We have posted two news stories about the Cloyne Report. See Foreign minister summons nuncio, seeks response to Irish abuse report and Irish report reveals abuse, bishop's mismanagement. Here's one reaction to it.
The government report on the recent handling of clergy sex abuse cases in the Cloyne diocese in Ireland is eerily similar to the grand jury report released earlier this year by the district attorney of Philadelphia. Like Philadelphia archdiocesan officials, Catholic church leaders in the Cloyne diocese continue to show a brazen disregard for both civil law and the church's own internal policies.
The Cloyne report is disheartening confirmation that even today, despite the Church's knowledge of the profound anguish of thousands of victims, its reform policies are public relations ploys, not child protection programs.
Also disturbingly familiar is today's account of the Vatican's deliberate weakening of the mandatory reporting policy that the Cloyne diocese instituted in 1996. The Vatican similarly undermined the US bishops' attempt in 2002 to mandate reporting of all allegations. The Essential Norms that were promulgated as binding canon law for US dioceses in 2006 omitted the reporting requirement in the Charter for the Protection of Children and Young People, replacing it with the far less stringent provision to merely "comply with all applicable civil laws."
[See link below. Compare the Charter's Article 4 (pdf pg. 16) to Essential Norm 11 (pdf pg. 34).
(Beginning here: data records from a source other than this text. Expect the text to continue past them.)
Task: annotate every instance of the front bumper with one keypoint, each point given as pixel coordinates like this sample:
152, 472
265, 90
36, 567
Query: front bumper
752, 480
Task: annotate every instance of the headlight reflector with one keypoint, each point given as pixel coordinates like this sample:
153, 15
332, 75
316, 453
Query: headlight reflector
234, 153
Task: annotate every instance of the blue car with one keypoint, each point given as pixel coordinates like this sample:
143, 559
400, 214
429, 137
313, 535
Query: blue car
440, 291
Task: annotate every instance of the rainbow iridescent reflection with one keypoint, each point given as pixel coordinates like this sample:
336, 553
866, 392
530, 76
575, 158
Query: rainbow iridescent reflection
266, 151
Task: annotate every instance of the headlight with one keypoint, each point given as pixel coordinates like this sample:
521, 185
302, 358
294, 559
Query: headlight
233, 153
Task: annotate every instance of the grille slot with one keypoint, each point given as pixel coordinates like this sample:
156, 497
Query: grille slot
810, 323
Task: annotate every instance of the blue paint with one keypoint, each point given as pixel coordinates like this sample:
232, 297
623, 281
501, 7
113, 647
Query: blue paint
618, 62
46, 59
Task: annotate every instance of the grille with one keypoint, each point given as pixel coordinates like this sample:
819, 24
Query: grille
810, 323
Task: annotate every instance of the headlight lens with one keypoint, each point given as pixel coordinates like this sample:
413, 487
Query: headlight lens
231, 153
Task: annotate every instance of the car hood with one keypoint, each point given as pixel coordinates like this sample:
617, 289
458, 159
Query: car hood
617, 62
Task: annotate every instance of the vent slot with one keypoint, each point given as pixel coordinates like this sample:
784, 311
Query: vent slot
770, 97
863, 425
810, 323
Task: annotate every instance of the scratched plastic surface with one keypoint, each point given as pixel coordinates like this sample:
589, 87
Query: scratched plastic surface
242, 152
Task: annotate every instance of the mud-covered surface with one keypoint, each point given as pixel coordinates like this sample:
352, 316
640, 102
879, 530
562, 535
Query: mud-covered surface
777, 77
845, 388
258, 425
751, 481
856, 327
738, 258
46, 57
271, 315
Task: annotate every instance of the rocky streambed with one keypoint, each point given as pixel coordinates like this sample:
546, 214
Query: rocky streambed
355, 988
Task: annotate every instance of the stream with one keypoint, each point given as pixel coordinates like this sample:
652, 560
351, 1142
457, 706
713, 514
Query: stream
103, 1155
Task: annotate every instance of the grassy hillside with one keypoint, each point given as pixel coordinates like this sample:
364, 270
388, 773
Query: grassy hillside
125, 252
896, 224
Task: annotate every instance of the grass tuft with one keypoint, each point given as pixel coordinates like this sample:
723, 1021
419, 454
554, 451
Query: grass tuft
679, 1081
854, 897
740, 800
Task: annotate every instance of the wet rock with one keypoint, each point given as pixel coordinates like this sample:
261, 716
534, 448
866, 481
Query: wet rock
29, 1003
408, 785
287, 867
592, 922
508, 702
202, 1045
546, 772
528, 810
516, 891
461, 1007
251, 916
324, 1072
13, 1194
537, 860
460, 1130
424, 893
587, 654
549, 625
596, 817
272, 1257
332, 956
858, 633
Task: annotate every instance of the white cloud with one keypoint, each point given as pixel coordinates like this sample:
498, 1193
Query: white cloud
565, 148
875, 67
The Charter, first drafted by US bishops in 2002, is merely a set of guidelines; the Norms were developed subsequently by Vatican officials and are canon law for US dioceses:
http://www.bishop-accountability.org/resources/resource-files/churchdocs/2005_Charter_Norms_Episcopal_Commitment.pdf]
In Philadelphia this past February, the public prosecutor indicted Monsignor William Lynn, the official directly in charge of responding to allegations (Monsignor Denis O'Callaghan's counterpart), on two counts of child endangerment. That case is moving forward in criminal court.
The Philadelphia precedent raises the question: How many second chances will Irish church officials get before they too are criminally charged for enabling the molestation of children?